You should! Why? A team member is motivated by what he or she values.
If you want to emotionally connect with them and improve employee engagement, you will make the effort to know what team members value. You will not "guess" what your employee team members value, you will actually know definitively. The only way you can possibly know what your employee team members value is if you measure their values using a personality profile like the TriMetrix® HD.
It is my passion to honor the greatness in those I work with by communicating and relating to them in a manner that serves their needs, which is why I was greatly disappointed in myself when I recently realized I was communicating to a team member in a way that conflicted with her values. I will share more about this recent experience, but first let's find out more about values.
In Types of Men, Eduard Spranger, a German philosopher and psychologist, shares his "value attitudes" model. They include:
- Theoretical - The discovery of truth.
- Utilitarian - The interest in what is useful. The Utilitarian is interested in gaining a return on investment of time, energy, and money.
- Aesthetic - The value of "form and harmony". Higher Aesthetics are more interested in self-actualization and may have an increased interest in the "finer things" in life as well as the outdoors, their surroundings, and creativity.
- Social - The love of people - helping others.
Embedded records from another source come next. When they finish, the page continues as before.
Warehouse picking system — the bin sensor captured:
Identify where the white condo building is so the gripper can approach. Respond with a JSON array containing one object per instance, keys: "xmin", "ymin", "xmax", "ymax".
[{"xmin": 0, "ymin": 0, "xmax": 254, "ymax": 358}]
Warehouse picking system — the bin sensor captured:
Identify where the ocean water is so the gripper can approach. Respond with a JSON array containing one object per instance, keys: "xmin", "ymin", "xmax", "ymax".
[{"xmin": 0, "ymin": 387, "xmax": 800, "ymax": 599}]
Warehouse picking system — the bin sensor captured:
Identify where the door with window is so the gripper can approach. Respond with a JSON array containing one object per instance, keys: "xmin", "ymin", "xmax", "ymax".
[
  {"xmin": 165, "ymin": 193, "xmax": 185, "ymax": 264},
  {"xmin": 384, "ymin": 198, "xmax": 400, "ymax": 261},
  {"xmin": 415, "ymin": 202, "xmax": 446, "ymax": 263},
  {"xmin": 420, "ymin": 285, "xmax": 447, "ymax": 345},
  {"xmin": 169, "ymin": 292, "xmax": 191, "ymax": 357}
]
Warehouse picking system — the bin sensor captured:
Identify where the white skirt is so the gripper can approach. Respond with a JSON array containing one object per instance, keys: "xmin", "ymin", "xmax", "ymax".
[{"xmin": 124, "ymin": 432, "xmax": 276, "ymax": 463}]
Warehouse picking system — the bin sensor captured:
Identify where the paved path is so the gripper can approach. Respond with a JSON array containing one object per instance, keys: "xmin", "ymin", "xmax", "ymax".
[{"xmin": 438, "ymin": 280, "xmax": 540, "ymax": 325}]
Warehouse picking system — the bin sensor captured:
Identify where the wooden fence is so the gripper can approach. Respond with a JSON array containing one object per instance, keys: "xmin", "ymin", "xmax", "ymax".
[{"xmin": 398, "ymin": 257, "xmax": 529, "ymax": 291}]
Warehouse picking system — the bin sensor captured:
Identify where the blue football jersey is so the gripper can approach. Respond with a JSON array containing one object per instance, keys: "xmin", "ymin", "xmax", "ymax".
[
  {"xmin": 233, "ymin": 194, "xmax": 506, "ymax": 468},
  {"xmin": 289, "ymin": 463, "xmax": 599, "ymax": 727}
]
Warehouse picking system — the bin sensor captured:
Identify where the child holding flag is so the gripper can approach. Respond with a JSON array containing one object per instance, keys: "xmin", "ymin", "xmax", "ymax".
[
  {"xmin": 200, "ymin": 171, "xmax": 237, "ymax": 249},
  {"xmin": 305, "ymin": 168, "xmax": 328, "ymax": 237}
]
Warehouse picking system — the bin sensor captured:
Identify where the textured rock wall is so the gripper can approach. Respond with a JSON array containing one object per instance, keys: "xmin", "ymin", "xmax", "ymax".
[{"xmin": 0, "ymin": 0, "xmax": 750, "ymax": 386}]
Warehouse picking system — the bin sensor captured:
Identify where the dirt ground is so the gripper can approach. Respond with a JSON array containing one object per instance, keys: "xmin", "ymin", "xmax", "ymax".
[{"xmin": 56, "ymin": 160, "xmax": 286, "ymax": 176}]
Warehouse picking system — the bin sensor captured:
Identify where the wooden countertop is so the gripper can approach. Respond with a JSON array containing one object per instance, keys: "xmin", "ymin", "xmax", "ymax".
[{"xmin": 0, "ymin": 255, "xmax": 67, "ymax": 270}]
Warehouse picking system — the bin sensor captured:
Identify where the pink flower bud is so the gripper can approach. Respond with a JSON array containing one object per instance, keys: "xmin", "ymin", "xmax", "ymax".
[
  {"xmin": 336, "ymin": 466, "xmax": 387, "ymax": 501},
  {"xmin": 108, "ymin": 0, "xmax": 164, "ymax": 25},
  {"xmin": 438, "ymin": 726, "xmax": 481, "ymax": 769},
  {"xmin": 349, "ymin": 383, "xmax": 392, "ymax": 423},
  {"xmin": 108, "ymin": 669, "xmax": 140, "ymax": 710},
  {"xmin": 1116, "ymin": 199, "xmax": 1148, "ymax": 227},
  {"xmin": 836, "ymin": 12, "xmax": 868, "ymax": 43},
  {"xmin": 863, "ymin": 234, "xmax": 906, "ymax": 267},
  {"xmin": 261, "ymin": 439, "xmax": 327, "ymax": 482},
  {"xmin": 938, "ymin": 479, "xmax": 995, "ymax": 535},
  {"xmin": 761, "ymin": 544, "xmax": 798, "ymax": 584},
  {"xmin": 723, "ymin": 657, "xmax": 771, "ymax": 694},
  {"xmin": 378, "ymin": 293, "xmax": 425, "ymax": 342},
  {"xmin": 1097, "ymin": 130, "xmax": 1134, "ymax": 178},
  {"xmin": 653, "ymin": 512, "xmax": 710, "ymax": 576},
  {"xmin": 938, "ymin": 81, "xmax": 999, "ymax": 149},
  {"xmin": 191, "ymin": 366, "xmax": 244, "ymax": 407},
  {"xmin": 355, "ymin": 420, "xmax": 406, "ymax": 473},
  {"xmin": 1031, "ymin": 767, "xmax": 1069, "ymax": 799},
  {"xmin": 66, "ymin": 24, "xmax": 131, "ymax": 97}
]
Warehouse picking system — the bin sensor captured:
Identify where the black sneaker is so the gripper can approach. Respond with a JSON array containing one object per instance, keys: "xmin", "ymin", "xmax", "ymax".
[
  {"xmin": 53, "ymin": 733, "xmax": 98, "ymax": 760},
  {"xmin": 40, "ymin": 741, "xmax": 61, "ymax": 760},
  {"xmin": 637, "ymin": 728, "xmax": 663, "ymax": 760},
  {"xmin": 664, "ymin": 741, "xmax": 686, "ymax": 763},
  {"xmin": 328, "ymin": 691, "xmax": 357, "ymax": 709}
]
The high Social has a strong desire to invest themselves in helping others without expectations of a return.
- Individualistic - The interest in power. A high Individualistic seeks to shape their own lives and that of others.
- Traditional - The value of unity or living life in a particular manner or system. A high Traditional seeks a higher meaning in life through a system of living.
A person will have a combination of these values but can have one or a few values that are dominant.
In my particular case, I have a high Utilitarian, Individualistic, Traditional value combination. I seek to do well financially, be in control of my future, and leave the world in a better place. Many, not all, CEOs share the Utilitarian and Individualistic values that I have.
On the other hand, there will be definite times where employee team members may have completely different values relative to the leadership of the company and team. Following are some ways a dominant value may "collide" with others.
- A high Utilitarian speaking about seeking a "return on investment" or discussing finances in general may impact someone who is a high Social. At a team meeting, the high Social may begin by asking how everyone's weekend was, while the high Utilitarian is irritated by this because she would like to use her time wisely and "get on with it."
- A high Traditional team member communicating their strong beliefs about a particular subject to someone who does not share these beliefs may be offended. For example, I firmly believe Apple is the only place to go for all my tech devices. However, a team member may be offended by this if he or she is, unfortunately, a Microsoft user.
- A team member with a high Individualistic may offend others with his or her power and the need to reassure this power. This is what occurred with the team member I mentioned above. I would share with her the amount of success I have achieved recently and in the past but found out this actually "ground her gears."
- Measure your employee team member values using the TriMetrix® HD. Identify what I call their "value's gateways" - the values the employee team member is inspired or motivated by.
- Make time to discuss with your employee team member their values and share yours.
- Consciously "flex" your communication. If you are trying to enroll your employee team members to your vision - communicate as consistently as possible through their "values gateways" not yours.
If you are seeking to better connect, to increase employee engagement, this is potentially a powerful way to do so. It takes time, energy, and commitment yet the rewards are well worth the effort.